Ultrasmall Mn3O4 nanocrystalline@three-dimensional macroporous honeycomb-like hollow carbon matrix for high-rate and long-lifetime zinc-ion storage

Abstract

Low specific capacity and poor cycling performance are two main problems of Mn-based oxides that hinder their application in aqueous zinc-ion batteries (ZIBs). Herein, we design a facile sacrificial template method to construct a unique three-dimensional macroporous honeycomb-like hollow carbon matrix, and then grow ultrasmall Mn3O4 nanocrystalline with the diameter of 5 nm inside the hollow carbon matrix. The composite has large surface area (56.9 m2 g−1) and high Mn3O4 content (about 47.1%). When the composite is used as the cathode material of ZIBs, it exhibits extraordinary discharge capacity of 845 mAh g−1 at 1 A g−1, impressive rate capability with average discharge capacity of 46 mAh g−1 at 10 A g−1, and superior long-term cycling performance with discharge capacity of 123 mAh g−1 at 5 A g−1 after 800 cycles.
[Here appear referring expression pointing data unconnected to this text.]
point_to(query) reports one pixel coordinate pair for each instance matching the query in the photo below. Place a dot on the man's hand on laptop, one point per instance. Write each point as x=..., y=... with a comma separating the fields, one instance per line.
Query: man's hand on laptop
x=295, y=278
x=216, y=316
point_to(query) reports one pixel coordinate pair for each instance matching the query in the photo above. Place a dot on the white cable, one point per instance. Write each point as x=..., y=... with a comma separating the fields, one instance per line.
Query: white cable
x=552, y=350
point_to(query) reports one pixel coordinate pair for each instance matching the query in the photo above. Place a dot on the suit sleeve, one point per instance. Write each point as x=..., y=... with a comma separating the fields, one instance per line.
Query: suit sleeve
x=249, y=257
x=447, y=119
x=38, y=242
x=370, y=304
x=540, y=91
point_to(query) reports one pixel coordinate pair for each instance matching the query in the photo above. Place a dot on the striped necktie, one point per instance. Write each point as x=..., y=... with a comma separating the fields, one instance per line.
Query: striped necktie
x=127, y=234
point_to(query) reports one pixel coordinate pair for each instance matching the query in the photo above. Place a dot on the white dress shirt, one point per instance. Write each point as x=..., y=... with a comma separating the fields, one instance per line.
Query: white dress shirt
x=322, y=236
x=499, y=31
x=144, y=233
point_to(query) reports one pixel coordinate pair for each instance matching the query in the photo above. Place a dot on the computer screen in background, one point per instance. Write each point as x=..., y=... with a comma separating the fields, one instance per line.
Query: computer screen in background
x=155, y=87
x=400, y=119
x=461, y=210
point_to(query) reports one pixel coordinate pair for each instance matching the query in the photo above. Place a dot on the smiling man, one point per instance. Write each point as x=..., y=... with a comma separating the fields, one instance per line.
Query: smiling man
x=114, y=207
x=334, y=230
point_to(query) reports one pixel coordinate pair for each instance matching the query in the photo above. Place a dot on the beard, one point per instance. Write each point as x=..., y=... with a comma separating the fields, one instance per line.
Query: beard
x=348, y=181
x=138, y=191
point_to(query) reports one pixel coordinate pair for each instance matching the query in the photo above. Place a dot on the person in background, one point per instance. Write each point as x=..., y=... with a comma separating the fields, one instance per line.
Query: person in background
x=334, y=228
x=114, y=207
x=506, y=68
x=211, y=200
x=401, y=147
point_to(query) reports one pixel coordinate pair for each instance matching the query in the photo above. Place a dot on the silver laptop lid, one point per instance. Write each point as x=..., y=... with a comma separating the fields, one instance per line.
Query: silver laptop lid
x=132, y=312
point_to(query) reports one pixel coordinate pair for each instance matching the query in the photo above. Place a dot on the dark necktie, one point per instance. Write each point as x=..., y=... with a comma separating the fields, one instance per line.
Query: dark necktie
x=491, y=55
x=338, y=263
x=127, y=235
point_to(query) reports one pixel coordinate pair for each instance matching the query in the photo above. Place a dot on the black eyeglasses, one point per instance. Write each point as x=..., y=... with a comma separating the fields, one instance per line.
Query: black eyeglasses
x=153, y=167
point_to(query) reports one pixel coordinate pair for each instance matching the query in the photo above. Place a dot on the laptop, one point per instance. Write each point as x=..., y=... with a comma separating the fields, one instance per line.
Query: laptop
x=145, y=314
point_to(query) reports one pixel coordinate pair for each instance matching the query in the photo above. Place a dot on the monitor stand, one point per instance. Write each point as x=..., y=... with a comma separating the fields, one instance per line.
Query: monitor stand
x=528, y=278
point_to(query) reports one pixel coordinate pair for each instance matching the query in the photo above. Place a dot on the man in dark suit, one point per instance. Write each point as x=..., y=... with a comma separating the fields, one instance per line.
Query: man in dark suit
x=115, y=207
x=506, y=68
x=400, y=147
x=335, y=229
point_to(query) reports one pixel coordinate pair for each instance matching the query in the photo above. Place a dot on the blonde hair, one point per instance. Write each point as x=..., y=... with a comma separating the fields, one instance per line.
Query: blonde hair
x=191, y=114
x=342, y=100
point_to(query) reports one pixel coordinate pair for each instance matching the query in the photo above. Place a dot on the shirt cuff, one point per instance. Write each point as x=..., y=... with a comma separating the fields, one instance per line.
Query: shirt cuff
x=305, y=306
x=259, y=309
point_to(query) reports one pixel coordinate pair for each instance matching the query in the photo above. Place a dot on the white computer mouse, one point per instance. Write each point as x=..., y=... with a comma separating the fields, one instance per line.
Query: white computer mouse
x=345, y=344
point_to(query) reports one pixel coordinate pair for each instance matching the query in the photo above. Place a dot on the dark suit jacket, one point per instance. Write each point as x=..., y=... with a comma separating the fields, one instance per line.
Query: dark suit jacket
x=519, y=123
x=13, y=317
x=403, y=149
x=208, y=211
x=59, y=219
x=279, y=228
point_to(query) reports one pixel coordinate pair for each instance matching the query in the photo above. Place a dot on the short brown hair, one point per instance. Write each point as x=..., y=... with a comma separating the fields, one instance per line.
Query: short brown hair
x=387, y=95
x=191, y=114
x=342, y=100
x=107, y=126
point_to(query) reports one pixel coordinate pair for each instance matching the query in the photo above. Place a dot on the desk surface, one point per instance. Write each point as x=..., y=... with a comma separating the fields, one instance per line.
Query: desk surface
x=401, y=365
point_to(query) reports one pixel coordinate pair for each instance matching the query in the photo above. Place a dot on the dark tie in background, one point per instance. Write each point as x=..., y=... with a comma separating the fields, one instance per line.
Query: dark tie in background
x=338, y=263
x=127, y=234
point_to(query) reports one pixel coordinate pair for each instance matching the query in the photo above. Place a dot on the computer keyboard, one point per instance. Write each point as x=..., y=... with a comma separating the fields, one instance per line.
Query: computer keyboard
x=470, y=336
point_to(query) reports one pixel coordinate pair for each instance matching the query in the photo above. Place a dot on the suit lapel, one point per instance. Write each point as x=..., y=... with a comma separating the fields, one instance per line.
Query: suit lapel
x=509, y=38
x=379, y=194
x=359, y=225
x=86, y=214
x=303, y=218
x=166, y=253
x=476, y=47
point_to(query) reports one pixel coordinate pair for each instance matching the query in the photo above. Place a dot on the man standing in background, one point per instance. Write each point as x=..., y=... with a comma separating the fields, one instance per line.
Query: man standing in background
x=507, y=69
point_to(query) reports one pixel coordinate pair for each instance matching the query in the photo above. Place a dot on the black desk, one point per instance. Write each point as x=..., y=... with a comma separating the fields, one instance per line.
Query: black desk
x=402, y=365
Electrochemical kinetics measurements and ex-situ XRD, SEM and TEM further demonstrate that the macroporous honeycomb-like hollow carbon matrix significantly increases electronic conductivity and structural stability of Mn3O4. Besides, electrochemical activity and surface capacitive effect of Mn3O4 are also greatly enhanced by its ultrasmall size.